The Center for Cultural Preservation is a nonprofit institution dedicated to preserving the culture, history, and adaptive strategies of our nation's cultural legacies. By honoring and transmitting these cultural traditions, we offer today's citizenry as closer connection with their recent past that's more sustainable over the long-term. The Center fulfills this mission through oral history, documentary film, and public programs that rekindle the power of local culture and the value of its continuance.
The Mountain Elder Wisdom Project focuses on western North Carolina. We are now recording the skills and contributions of elders from the Scott-Irish, African-American, and Cherokee communities. The Center for Cultural Preservation and its predecessor organization, the Center for Yiddish Culture, have a documented record of more than twenty years of developing, administrating, and promoting cultural programs such as concerts, festivals, forums, film screenings, the publication of 13 books, and completion and the broadcasting of two PBS films.
We live in a world of constant activity, technological breakthroughs, and change.
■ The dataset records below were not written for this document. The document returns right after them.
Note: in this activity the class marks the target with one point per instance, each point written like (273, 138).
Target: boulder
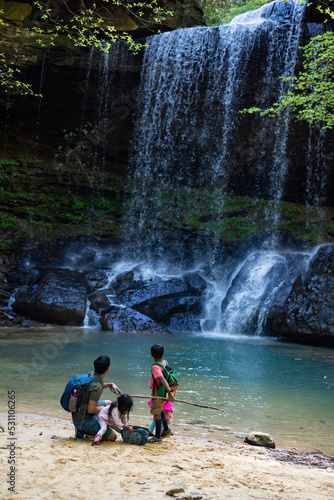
(196, 283)
(162, 309)
(59, 297)
(128, 320)
(96, 279)
(101, 299)
(260, 439)
(174, 287)
(184, 322)
(308, 313)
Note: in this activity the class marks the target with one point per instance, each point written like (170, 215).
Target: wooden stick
(179, 401)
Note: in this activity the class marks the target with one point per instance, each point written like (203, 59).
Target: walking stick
(179, 401)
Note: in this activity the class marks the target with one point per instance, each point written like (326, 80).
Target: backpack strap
(154, 380)
(83, 386)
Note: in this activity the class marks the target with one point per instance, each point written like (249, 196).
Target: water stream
(189, 132)
(283, 389)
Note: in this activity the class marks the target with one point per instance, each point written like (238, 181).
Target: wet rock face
(128, 320)
(59, 297)
(260, 439)
(308, 313)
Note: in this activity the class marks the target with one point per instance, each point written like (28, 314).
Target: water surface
(265, 385)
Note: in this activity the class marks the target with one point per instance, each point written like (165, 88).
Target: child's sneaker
(79, 434)
(97, 440)
(167, 433)
(154, 439)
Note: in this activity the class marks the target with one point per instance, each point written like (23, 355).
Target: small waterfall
(258, 288)
(189, 135)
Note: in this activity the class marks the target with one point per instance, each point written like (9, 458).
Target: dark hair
(101, 364)
(124, 404)
(157, 350)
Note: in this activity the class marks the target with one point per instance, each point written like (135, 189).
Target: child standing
(157, 380)
(115, 416)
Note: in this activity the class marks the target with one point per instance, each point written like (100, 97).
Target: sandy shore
(50, 463)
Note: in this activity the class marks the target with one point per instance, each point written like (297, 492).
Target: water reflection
(283, 389)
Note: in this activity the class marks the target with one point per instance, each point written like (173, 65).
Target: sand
(48, 463)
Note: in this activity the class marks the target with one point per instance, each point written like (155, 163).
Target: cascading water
(189, 133)
(190, 140)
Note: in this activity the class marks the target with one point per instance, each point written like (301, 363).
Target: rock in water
(260, 439)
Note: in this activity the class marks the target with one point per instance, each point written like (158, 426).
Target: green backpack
(171, 377)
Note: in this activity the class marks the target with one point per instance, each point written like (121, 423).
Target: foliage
(311, 96)
(92, 26)
(218, 12)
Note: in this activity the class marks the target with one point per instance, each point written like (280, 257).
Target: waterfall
(189, 133)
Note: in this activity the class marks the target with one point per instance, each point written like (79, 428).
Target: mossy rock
(15, 11)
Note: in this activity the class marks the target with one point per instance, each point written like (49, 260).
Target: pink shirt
(157, 373)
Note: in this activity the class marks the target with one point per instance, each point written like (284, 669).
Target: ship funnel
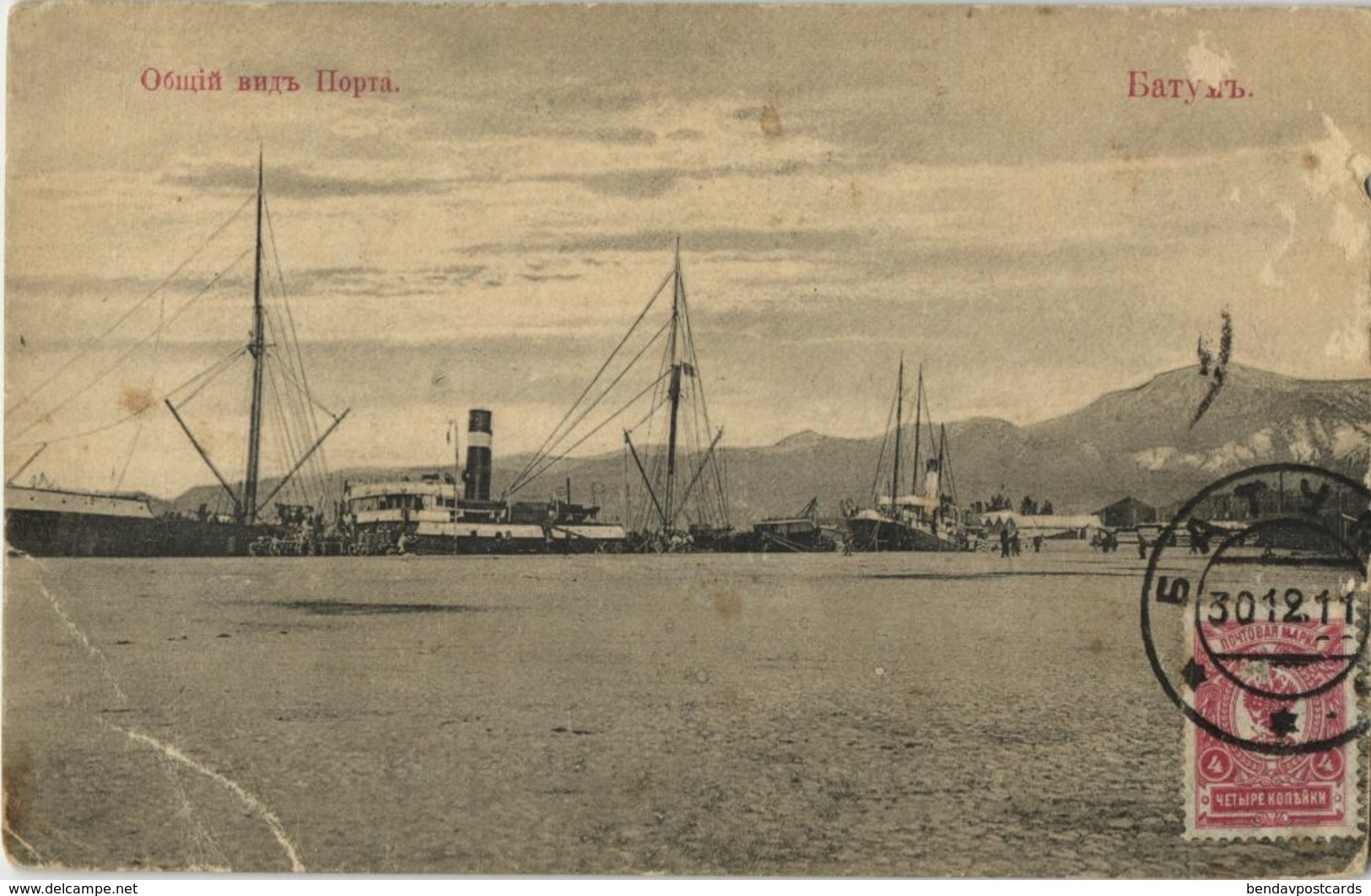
(478, 474)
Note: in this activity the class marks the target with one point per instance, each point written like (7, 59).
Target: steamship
(44, 521)
(926, 517)
(436, 514)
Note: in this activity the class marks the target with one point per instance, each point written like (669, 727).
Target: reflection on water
(873, 714)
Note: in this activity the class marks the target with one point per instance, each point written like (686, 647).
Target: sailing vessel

Yet we seem to be less happy, less connected to our community, and less self-sustaining than ever in our history. Yet there was a time not long ago in our own community when people lived connected to the land, connected to community and more resilient to issues that might affect the larger community. That knowledge still exists if we seek it out. The Center for Cultural Preservation and its predecessor organization, the Center for Yiddish Culture have worked for over twenty years to tell the stories of our elders throughout the Americas including the heritage experience of Native Americans, African-Americans, Jews, Scots-Irish, Cuban and many more.
The more we learn about the rich tapestry of cultural legacies in America, the deeper the well we can all tap that will enrich our lives and help us better connect to the unending thread of our ancestor’s wisdom.
Volunteers are the lifeblood of many nonprofits, none more so than the Center for Cultural Preservation. By connecting with the elder wisdom of our community, recording the history and heritage that connected our community for hundreds of years, we can learn the lessons our elders have to teach and reclaim the self-reliance and happiness we so urgently need.
Volunteers assist with oral histories, transcribing interviews, audio and video editing, assisting shoots, and more. If you love history, and want to better understand the fabric of our community, we need YOU. Contact us today to let us know how you can assist. Training sessions are held periodically to teach oral history method and more.
The Center for Cultural Preservation and its predecessor organization, the Center for Yiddish Culture, are run by Executive Director David Weintraub with more than twenty years of experience developing, administrating and promoting cultural programs that include concerts, festivals, forums, film screenings, colloquiums, and more. In addition to publishing 13 books he has produced over three dozen films, many of which have appeared at film festivals around the world and on PBS stations throughout the country. Weintraub is also the director of Weintraub Films a boutique documentary film production company.